When the bad food isn’t identified yet, you improvise.

Dr. Wendi LeBret, founder of ModernGut, looks at historical patterns. Past outbreaks were tied to basil, parsley, raspberries, and green onions. She plays it safe by changing what goes in her mouth.

Fresh herbs out. Dried herbs in. Homegrown produce? Keep that, if you can trust your garden.

She swaps raw berries for cooked apples and stewed berries in yogurt. Veggies get air-fried or roasted or simmered into curry. Anything that gets heat treatment passes the safety test.

For fruit? Peels are your friend. Oranges. Bananas. Watermelon. You eat what you can strip away from the outside in.

LeBret even recommends beans. Just, you know, eat more beans. 🥦

Calm Down (Mostly)

Here is the hard truth: panic won’t stop a parasite.

LeBret tells her patients to check their own risk profile. Where do you live? Is there an outbreak spike near you? Do you have a weakened immune system?

If the answer to the last two is no, you can probably eat a salad without dying.

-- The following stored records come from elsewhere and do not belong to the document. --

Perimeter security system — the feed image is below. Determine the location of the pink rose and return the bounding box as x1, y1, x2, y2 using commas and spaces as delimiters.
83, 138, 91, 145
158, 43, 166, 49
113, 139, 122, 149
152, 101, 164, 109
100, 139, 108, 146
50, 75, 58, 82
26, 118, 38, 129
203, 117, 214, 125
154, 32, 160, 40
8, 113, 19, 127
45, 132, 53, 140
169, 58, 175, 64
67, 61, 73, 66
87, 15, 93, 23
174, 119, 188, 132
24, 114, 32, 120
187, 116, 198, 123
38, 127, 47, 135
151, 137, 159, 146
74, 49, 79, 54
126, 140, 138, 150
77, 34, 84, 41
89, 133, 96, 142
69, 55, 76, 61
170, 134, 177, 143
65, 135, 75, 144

This isn’t about avoidance. It’s about substitution. One simple switch—dried thyme instead of fresh basil, for instance—might buy you some peace of mind until the CDC pins the culprit down.

Then you eat whatever the hell you want again. Probably.

“Once the source is known, we go back to normal,” LeBret promises.

Until then, wash your hands. Cook your spinach. And maybe skip the unwashed parsley. Just for a while.